Как-то она видела на английском канале документальный фильм об одиноких горожанах. Сорокалетняя женщина у себя на кухне говорила в камеру:
— С каких пор можно говорить о настоящем одиночестве? Когда уже с четверга со страхом ждешь приближения выходных. Когда пытаешься занять всю субботу походом в супермаркет. Когда прикосновение сотрудника способно взволновать тебя до конца вечера…
Жанна вздрогнула, убирая пиалу в посудомойку.
Два часа дня. Никто так и не позвонил. Ни Феро, ни Тэн. Она попробовала открыть книгу, но не смогла сосредоточиться. Благодаря снотворным вздремнула, оттягивая поездку в лечебницу. Проснулась в половине четвертого. Голова не работала. Жанна схватила ключи от машины, айфон. Заперла квартиру. Глубоко вдохнула.

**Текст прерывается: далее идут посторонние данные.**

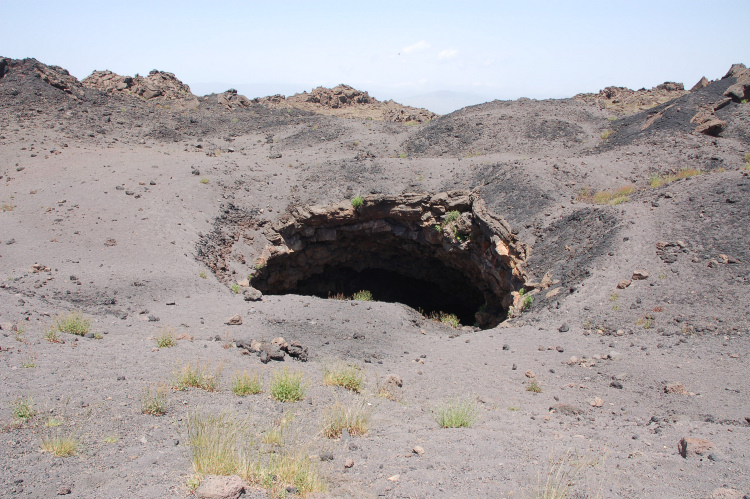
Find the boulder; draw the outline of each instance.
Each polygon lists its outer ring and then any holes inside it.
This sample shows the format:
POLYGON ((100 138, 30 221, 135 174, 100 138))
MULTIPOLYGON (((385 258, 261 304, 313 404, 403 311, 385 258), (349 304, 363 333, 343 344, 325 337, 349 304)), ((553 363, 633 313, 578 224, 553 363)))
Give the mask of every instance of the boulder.
POLYGON ((687 459, 688 457, 708 455, 714 444, 705 438, 684 437, 677 444, 677 452, 687 459))
POLYGON ((228 326, 241 326, 242 316, 240 314, 234 314, 232 317, 227 319, 227 321, 224 324, 228 326))
POLYGON ((696 90, 700 90, 701 88, 706 88, 710 82, 708 79, 704 76, 700 80, 698 80, 698 83, 693 85, 693 88, 690 89, 691 92, 695 92, 696 90))
POLYGON ((263 293, 250 286, 242 292, 242 297, 245 301, 260 301, 263 298, 263 293))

Порт-д'Орлеан. Национальная автомагистраль № 20. Жантийи. Аркёй. Кашан. Названия городов менялись, но пейзаж оставался прежним. Пыльный пригород. Грязные дома. Облезлые платаны под горячим солнцем трудились в поте лица, маскируя окружающее убожество. От перекрестка Круа-де-Берни расходились шоссе. Мосты. Пандусы. Названия городов на указателях. А под ними — целое море раскаленных крыш, каменных домов. И все это словно поджаривалось на дне серой сковороды.
Еще через несколько километров она увидела проспект Дивизьон-Леклерк в Шатне-Малабри. В конце его находилась лечебница «Альфедия». Современное здание, тусклое и безликое, напоминало придорожную гостиницу в пригороде. Неоновая вывеска гласила «Дом покоя», хотя скорее это походило на человеческую свалку. Нечто среднее между дурдомом и хосписом.
В холле неизменные лежачие больные грелись на солнце, пробивавшемся сквозь грязные стекла. Неподвижные, с застывшим взглядом и морщинистыми, будто клубок веревки, лицами. Они уже не видели. Не думали. Жанне всегда казалось, что старческое слабоумие, болезнь Альцгеймера и все подобные расстройства — подарок небес, чтобы не замечать приближения смерти. В этом возрасте счастлив тот, кто разучился считать. Годы. Дни. Часы. Растительное состояние, при котором каждая секунда как жизнь.
Перепрыгивая через ступеньки, она поднялась по служебной лестнице. На третьем этаже, склонив голову, чтобы не смотреть на застывших перед телевизором доходяг, ринулась в комнату матери.
Мерзкие цвета. Дешевая мебель. Личные безделушки силились сделать комнату не такой безликой. Каждый раз, входя сюда, Жанна вспоминала фараонов, вместе с которыми хоронили привычные вещи и рабов. Эта комната и есть склеп, а она сама — рабыня.
— Привет, мама! Как ты?
Не ожидая ответа, она скинула пиджак. Приподняла мать, легкую как перышко. На лице у той ничего не отразилось. Жанна подложила ей под спину подушки. Старуха ее не видела. И в каком-то смысле Жанна тоже ее не видела. Она приходила сюда годами и замечала только, как смерть шаг за шагом отвоевывает территорию. Мать похудела еще на килограмм. Тело заметно одряхлело. Выступили кости…
Жанна присела и уставилась в окно. Перед ней теснились липы и ели. Казалось, здесь даже деревья заражены упадком и нищетой. Она наконец заметила, как воняет в комнате. Разило жратвой, мочой, лекарствами. Ей и в голову не пришло открыть окно. Да и к чему? Во дворе наверняка воняет еще хуже. Ей надо притерпеться. Как альпинисты, совершая восхождение, постепенно привыкают к разреженному воздуху.